David Giraldi

Recent developments in numerical modelling of subsurface flow constructed wetlands

Numerical modelling of subsurface flow constructed wetlands (CWs) gained increasing interest during the last years. The main objective of the modelling work is, on the one hand, to increase the insight in dynamics and functioning of the complex CW system by using mechanistic or process based models that describe transformation and degradation processes in detail. As these mechanistic models are complex and therefore rather difficult to use there is, on the other hand, a need for simplified models for CW design. The design models should be premium to the currently used design guidelines that are mainly based on rules of thumb or simple first-order decay models. This paper presents an overview of the current developments on modelling of subsurface flow CWs based on the modelling work and model developments presented at the WETPOL 2007 symposium. Three kinds of models have been presented: simple transport and first-order decay models, complex mechanistic models, and a simplified model that has been developed for design of CWs. The models are presented and selected results are shown and discussed in relation to the available literature.

FITOVERT: A dynamic numerical model of subsurface vertical flow constructed wetlands

This paper introduces a mathematical model (FITOVERT) specifically developed to simulate the behaviour of vertical subsurface flow constructed wetlands (VSSF-CWs). One of the main goals of the development of FITOVERT was to keep the complexity of the model to an acceptable level, so as to provide a practical tool for design and operation optimization. The dynamic formulation of the model allows to simulate the typical non stationary feeding-emptying operation of VSSF-CWs. FITOVERT is able to describe the water flow through porous media in unsaturated conditions, combined with evapotranspiration; its biochemical module describes the degradation of both organic matter and nitrogen; the transport in the liquid phase is implemented for both dissolved and particulate components; the oxygen transport in the gaseous phase of the soil and its exchange with the liquid phase are also considered. As a main advantage, compared to the few currently available dedicated numerical models, FITOVERT is able to handle the porosity reduction due to bacteria growth and accumulation of particulate components, so that the clogging process is also simulated as an effect of the pore size reduction on the hydraulic conductivity of the simulated system. The performance of the model was firstly analyzed by comparison with hydrodynamic tests recorded in an experimental VSSF-CW pilot plant: tracer test were carried out in three different saturation conditions (fully saturated, partially saturated, and completely drained). FITOVERT proved to accurately simulate the hydraulic behaviour of VSSF-CWs in both saturated and unsaturated conditions. The needs for model improvements and further calibration are finally discussed.
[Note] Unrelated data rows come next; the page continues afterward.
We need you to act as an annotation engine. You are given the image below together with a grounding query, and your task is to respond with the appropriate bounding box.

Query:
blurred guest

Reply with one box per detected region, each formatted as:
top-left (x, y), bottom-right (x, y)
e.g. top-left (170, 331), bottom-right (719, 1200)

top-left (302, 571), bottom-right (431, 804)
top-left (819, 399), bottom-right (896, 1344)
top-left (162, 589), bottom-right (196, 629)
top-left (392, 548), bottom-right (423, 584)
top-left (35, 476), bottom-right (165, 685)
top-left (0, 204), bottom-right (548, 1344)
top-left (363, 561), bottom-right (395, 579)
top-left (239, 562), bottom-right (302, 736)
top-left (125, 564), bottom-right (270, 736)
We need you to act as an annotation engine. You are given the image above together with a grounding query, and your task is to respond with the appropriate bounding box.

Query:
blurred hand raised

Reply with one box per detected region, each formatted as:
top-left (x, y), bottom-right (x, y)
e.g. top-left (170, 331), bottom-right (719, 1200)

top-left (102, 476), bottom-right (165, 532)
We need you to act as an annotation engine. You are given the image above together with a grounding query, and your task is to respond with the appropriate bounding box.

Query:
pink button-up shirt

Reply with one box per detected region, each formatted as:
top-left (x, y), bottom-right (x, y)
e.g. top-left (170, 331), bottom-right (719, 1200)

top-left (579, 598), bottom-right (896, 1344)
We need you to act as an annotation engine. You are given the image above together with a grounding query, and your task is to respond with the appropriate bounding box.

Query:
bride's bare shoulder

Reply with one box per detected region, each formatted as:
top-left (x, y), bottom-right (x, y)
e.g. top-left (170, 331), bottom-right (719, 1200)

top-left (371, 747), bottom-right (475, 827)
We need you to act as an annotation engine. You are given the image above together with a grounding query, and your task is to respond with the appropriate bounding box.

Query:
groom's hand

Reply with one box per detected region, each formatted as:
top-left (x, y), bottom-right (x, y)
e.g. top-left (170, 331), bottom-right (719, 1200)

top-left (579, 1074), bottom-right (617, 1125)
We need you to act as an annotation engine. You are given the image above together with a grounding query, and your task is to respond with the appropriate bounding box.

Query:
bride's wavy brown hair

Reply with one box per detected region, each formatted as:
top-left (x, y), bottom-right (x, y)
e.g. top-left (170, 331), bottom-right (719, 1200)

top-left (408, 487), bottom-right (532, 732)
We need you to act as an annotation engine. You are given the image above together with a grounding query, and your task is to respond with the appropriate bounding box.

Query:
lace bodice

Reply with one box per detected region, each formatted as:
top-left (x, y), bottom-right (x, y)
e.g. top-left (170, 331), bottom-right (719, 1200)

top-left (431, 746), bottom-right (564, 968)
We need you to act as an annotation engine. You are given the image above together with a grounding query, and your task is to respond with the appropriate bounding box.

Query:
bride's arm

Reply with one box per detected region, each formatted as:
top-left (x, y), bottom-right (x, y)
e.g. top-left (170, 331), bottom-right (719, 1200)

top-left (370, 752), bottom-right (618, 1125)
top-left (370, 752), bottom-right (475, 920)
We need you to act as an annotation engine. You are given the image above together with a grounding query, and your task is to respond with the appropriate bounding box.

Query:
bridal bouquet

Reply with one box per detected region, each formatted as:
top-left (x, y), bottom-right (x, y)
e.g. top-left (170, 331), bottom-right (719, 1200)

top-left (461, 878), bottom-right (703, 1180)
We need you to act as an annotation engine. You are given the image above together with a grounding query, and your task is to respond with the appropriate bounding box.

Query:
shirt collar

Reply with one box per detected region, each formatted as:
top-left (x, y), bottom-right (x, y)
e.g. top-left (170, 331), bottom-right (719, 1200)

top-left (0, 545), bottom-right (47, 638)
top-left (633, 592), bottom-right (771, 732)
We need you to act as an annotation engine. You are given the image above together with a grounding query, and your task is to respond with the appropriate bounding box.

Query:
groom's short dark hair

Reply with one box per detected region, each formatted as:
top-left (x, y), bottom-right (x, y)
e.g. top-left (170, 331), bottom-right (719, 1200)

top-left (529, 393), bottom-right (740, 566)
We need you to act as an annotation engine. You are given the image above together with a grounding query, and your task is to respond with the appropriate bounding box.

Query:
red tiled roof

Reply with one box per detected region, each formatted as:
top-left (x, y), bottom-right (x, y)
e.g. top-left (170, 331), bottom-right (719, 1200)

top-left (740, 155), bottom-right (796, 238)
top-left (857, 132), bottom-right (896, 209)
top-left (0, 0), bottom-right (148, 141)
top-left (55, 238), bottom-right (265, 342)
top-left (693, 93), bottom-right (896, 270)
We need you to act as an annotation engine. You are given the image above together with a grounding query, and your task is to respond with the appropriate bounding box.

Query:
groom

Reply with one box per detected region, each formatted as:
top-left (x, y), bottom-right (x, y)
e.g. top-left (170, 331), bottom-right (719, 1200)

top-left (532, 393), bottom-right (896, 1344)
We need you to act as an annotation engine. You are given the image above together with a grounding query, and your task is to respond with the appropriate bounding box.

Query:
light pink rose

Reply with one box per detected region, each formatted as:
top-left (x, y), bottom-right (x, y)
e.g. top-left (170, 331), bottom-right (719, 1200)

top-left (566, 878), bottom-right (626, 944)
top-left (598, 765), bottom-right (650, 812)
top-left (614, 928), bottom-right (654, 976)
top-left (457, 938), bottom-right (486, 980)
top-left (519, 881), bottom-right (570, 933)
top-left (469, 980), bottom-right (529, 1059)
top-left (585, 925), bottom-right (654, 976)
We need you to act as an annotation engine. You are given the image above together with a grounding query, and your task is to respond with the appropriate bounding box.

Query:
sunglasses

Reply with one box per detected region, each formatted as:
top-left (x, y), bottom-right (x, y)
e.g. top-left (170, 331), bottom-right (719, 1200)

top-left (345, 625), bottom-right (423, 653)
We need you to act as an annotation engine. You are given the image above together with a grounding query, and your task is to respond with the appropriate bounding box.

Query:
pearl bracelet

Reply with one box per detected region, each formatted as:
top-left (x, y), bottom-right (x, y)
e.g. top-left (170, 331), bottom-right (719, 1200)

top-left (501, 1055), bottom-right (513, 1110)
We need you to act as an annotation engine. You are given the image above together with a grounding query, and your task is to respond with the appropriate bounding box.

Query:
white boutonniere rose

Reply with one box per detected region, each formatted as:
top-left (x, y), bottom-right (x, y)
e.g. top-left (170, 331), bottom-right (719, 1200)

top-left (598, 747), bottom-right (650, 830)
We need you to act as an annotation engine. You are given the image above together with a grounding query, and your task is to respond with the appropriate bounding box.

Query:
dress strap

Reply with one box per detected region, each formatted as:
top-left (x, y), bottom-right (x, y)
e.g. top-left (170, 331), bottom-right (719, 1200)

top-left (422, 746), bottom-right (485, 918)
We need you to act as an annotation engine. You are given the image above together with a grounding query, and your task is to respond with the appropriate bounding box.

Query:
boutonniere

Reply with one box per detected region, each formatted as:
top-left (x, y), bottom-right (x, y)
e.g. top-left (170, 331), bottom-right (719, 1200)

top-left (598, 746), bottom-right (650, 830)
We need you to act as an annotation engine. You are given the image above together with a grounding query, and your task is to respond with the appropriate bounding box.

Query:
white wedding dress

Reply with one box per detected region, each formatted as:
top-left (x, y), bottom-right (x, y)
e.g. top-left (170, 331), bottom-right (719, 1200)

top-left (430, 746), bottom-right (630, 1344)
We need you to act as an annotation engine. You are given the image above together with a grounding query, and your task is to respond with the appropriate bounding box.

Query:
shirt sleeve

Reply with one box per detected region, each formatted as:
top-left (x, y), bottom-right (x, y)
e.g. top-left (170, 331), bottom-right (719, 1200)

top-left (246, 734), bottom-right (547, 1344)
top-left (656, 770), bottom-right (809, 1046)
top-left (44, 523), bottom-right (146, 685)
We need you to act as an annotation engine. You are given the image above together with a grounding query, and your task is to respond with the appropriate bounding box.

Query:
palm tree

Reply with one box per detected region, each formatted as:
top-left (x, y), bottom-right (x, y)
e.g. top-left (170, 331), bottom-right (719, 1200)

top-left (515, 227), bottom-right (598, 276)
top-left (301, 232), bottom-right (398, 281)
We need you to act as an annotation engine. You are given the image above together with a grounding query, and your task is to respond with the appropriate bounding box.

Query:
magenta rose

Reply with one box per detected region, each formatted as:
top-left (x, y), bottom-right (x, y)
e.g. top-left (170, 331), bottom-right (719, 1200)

Hydraulic and biochemical analyses on full-scale sludge consolidation reed beds in Tuscany (Italy)

The management of sewage sludge has recently become one of the most significant challenges in wastewater management. Reed bed systems appear to be an efficient and economical solution for sludge management in small wastewater treatment plants. Four years ago, one of the holding companies for water and wastewater in central Italy adopted this technology in 6 wastewater treatment plants. Hydraulic and biochemical analyses were performed on the most representative site to asses the behaviour of reed beds with regard to dewatering, mineralization and humification of disposed sludge. Moreover, daily water content analysis were performed in the interval between subsequent sludge loadings. Results indicated a decrease of sludge volume by about 93% on a yearly basis. Biochemical analysis highlighted that mineralization processes decrease over time due to a rapid decrease of microbial activity and labile substrates, such as DHase enzyme and water-soluble carbon and ammonium, respectively. Moreover, a significant interrelationship between the parameters linked with mineralization was found: after two years of operation, the process of mineralization of organic matter is still predominant in the humification of organic matter. Daily water content data were used to define a semi empirical equation describing the dynamics of the dewatering process. Overall, the use of sludge reed beds resulted feasible, ecologically sustainable and cost-effective.